Solving for zeros with julia

Solving for zero is a mathematical skill taught early on. In some cases, such as with linear equations, solving for zeros can be done directly using algebra. Similarly, in the case of factorable polynomials, we are taught to factor and then set each term to 0 to find the possible solutions.

However, in general, the problem of finding one (or all) solutions to the equation

\[ f(x) = 0. \]

for an arbitrary \(f\) has no well-defined process.

A related problem is to find one (or all) solutions to an equation of this type:

\[ f(x) = g(x) \]

Conceptually this is identical to the above, as we just set \(h(x) = f(x) - g(x)\) and solve for when \(h(x)\) is \(0\).

Here we discuss a few different elementary means to do find zeros with julia, leaving some others for a later time.

Zeros of a polynomial

Polynomials are special functions, in that their relatively simple form allows for many explicit things to be known. E.g., for quadratic polynomials, one of these facts is the quadratic equation which explicitly gives a formula for the roots of a quadratic polynomial. (A "root" of a polynomial is just a polynomial-specific name for a zero.)

For example, if we have the quadratic polynomial \(2x^2 + 3x - 2\) we can solve for the roots with:

a = 2; b = 3; c = -2
discr = b^2 - 4*a*c
## 25
( (-b + sqrt(discr))/(2a), (-b - sqrt(discr))/(2a) )
## (0.5,-2.0)

If you wanted to write a function to do this, it would be some straightforward, save the detail of needing to make a negative number complex in order to take its square root:

## find roots of ax^2 + bx + c
function quadratic(a, b, c)
  discr = b^2 - 4*a*c
  sq = (discr > 0) ? sqrt(discr) : sqrt(discr + 0im)

  [(-b - sq)/(2a), (-b + sq)/(2a)]
end

And to find the roots of \(x^2 + x - 1\) we have:

quadratic(1, 1, -1)
## [-1.618033988749895,0.6180339887498949]

There are further such formula for third and fourth degree polynomials. However, Galois at the tender age of 20 demonstrated that in general, there can be no formula for the roots of a fifth or higher degree polynomial. There are still facts known about such polynomials. For example, the Fundamental theorem of algebra states that every polynomial of degree \(n\) will have \(n\) roots, where we count complex roots and multiplicities.

How to find them is left to numeric methods though. In julia there is an add-on package that will do this work for us. To use add on code in julia is relatively painless. In this case, the code is in the Polynomial package. Once installed (Pkg.add("Polynomial")), we load that package with:

using Polynomial        ## may need Pkg.add("Polynomial")
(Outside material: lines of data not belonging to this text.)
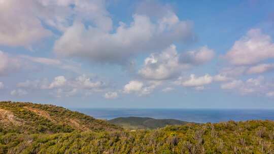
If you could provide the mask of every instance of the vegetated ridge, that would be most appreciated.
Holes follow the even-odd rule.
[[[20,133],[54,133],[121,128],[62,107],[9,101],[0,102],[0,129]]]
[[[186,125],[190,123],[176,119],[156,119],[142,117],[120,117],[109,121],[114,125],[128,129],[156,129],[167,125]]]
[[[0,102],[0,153],[273,153],[274,122],[123,130],[61,107]]]

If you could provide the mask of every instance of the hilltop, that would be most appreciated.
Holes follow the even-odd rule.
[[[0,153],[259,154],[273,149],[271,121],[132,131],[61,107],[0,102]]]
[[[54,133],[121,129],[62,107],[28,102],[0,102],[0,118],[1,131]]]
[[[156,129],[167,125],[186,125],[190,123],[176,119],[156,119],[151,118],[130,117],[117,118],[109,121],[114,125],[125,129]]]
The command to find the roots of the polynomial \(f(x)\) is simply roots. That's easy. However, specifying the polynomial is done differently than just defining \(f(x)\) as a function.
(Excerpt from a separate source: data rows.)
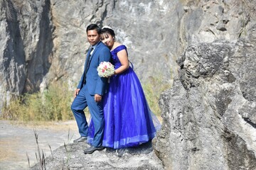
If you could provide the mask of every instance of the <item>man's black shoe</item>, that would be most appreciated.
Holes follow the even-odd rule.
[[[87,140],[87,137],[80,137],[78,139],[74,140],[73,142],[85,142]]]
[[[95,151],[97,151],[97,150],[103,150],[104,149],[104,147],[93,147],[93,146],[91,146],[87,149],[85,149],[84,150],[84,153],[85,154],[92,154]]]

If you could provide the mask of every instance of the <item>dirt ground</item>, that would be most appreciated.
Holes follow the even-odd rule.
[[[37,163],[35,132],[41,152],[47,156],[61,145],[79,137],[75,120],[41,125],[0,120],[0,169],[28,169]]]

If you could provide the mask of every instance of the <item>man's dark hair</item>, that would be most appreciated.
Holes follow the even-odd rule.
[[[89,25],[87,28],[86,28],[86,33],[88,32],[88,30],[97,30],[97,33],[98,34],[100,34],[100,28],[96,25],[96,24],[94,24],[94,23],[92,23],[90,25]]]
A general polynomial is defined through its coefficients:

\[ a_n x^n + a_{n-1} x^{n-1} + \cdots + a_1 x + a_0. \]

Just like with our quadratic function, to represent a polynomial most efficiently, only the coefficients are needed. We place them into a vector with the leading coefficient first:

[an, a_n1, a_n2, ..., a1, a0]

Or to be specific, if \(f(x) = -16x^2 + 32 x\) then this is

\[ -16 x^2 + 32 x + 0 \]

So \(a_2 = -16\), \(a_1 = 32\) and importantly \(a_0 = 0\), so we would use [-16, 32, 0].

The key point is that we must put \(0\) for any missing terms and a \(1\) when the term is a simple monomial like \(x^2\).

To create a polynomial object from this specification is done with the Poly constructor:

p = Poly([-16, 32, 0])
## Poly(-16x^2 + 32x^1)

And finding the roots is done with the roots function:

roots(p)
## [2.0,0.0]

That's it.

Poly objects have a few other functions defined for them including the standard mathematical operations.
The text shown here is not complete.